Se il datore dichiara meno di quanto paga al lavoratore

Per quanto riguarda il primo aspetto, va ricordato come sia una prassi molto diffusa nel nostro Paese quella di dichiarare una somma notevolmente superiore a quella effettivamente pagata al lavoratore.
Una abitudine molto in voga ormai da tempo e che rischia di esporre il prestatore d’opera al ricatto dell’imprenditore, soprattutto dopo l’approvazione del Jobs Act, che introduce in pratica una notevole libertà di licenziamento, magari prendendo a pretesto necessità economiche tali da rendere ineludibile il provvedimento.

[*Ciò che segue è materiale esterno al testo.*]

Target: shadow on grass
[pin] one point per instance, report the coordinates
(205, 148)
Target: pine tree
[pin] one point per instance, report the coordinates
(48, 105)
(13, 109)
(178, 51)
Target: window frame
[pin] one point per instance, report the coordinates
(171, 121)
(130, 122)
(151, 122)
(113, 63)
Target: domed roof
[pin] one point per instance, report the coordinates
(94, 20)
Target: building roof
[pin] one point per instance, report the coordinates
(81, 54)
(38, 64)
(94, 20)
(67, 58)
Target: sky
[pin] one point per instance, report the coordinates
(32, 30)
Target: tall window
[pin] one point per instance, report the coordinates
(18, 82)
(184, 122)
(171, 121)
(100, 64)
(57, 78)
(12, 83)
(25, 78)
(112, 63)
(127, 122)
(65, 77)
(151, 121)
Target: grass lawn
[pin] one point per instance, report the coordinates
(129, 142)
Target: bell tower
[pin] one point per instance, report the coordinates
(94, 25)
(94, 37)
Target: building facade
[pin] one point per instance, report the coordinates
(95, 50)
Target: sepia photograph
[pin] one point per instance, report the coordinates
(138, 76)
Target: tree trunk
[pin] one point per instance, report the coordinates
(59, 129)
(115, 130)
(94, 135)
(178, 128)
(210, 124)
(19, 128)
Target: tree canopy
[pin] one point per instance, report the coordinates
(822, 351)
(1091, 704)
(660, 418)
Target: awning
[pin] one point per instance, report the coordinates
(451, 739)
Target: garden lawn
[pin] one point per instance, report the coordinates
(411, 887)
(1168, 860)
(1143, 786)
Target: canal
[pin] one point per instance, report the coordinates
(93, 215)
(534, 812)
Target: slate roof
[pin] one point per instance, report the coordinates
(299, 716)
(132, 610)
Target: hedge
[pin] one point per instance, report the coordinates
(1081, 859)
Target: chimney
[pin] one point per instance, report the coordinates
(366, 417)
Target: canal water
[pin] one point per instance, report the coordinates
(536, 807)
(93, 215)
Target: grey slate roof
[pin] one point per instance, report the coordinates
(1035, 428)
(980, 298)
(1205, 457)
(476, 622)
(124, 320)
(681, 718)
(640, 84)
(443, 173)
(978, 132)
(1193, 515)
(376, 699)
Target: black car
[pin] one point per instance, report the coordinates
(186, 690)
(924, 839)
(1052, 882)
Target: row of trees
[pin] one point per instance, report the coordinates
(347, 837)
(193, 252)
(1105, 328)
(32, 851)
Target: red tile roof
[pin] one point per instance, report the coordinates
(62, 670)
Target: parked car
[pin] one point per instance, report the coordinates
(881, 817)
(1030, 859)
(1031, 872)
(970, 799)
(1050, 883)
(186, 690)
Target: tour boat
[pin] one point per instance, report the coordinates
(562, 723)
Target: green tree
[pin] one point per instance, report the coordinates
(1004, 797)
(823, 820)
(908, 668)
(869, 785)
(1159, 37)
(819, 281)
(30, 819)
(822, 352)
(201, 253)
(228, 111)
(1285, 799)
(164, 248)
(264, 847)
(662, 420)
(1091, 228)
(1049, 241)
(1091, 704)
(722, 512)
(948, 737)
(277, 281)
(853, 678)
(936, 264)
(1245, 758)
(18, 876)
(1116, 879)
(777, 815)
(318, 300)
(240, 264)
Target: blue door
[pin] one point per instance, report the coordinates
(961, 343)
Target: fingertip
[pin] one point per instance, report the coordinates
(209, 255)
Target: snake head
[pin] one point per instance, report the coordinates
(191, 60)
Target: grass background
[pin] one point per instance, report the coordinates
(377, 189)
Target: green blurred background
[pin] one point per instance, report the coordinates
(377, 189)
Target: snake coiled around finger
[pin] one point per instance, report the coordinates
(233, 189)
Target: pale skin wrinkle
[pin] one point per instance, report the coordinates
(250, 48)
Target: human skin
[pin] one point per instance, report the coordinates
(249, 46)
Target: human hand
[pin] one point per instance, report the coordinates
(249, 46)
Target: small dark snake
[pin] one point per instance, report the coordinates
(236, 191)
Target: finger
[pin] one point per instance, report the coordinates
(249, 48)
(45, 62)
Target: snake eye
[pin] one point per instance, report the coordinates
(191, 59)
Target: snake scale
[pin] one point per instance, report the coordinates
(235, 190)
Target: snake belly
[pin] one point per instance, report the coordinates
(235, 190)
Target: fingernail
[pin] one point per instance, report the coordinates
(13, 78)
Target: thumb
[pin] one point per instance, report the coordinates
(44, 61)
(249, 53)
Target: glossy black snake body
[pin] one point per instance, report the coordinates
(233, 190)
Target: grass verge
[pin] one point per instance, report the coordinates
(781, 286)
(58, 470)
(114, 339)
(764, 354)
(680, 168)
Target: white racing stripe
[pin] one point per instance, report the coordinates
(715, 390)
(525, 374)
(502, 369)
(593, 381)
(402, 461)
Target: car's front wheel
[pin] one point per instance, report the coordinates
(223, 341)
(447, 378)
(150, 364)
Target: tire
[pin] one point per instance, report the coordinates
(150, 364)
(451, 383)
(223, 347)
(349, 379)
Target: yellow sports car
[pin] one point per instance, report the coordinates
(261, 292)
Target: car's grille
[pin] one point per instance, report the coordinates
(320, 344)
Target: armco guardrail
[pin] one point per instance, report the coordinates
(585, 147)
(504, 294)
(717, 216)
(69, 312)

Ridurre l’evasione fiscale

Il secondo aspetto risponde invece ad una esigenza sempre molto viva in un Paese come il nostro ove l’evasione fiscale continua a viaggiare su livelli record. Proprio per cercare di combattere il fenomeno, è stato quindi deciso che dal primo giorno di luglio 2018 sarà tassativamente vietato utilizzare strumenti di pagamento che non siano il bonifico bancario o postale, un assegno o comunque uno dei mezzi che consentono di tracciare l’avvenuto pagamento, ad esempio quelli elettronici.
Proprio in relazione al secondo aspetto, va messo in rilievo come il provvedimento, figlio di una proposta di legge depositata all’inizio delle legislatura, vada a saldare i suoi effetti con quelli prodotti dal divieto all’uso di contante eccedente il limite dei 3mila euro. Un limite che era stato posto dal decreto legislativo 231 varato nel 2007, anche in questo caso con l’evidente intento di rendere più complicato evadere il fisco.
In caso di impedimento a ricevere tale pagamento da parte del legittimo destinatario, potranno subentrare un familiare o il convivente, a patto che abbiano compiuto i sedici anni di età. Combattere l’evasione quindi: una necessità in un paese come il nostro nel quale i cittadini si ingegnano con ogni mezzo per non pagare le tasse (o pagarne di meno). Non a caso siamo in piena proliferazione di quella disciplina che prende il nome di escapologia fiscale.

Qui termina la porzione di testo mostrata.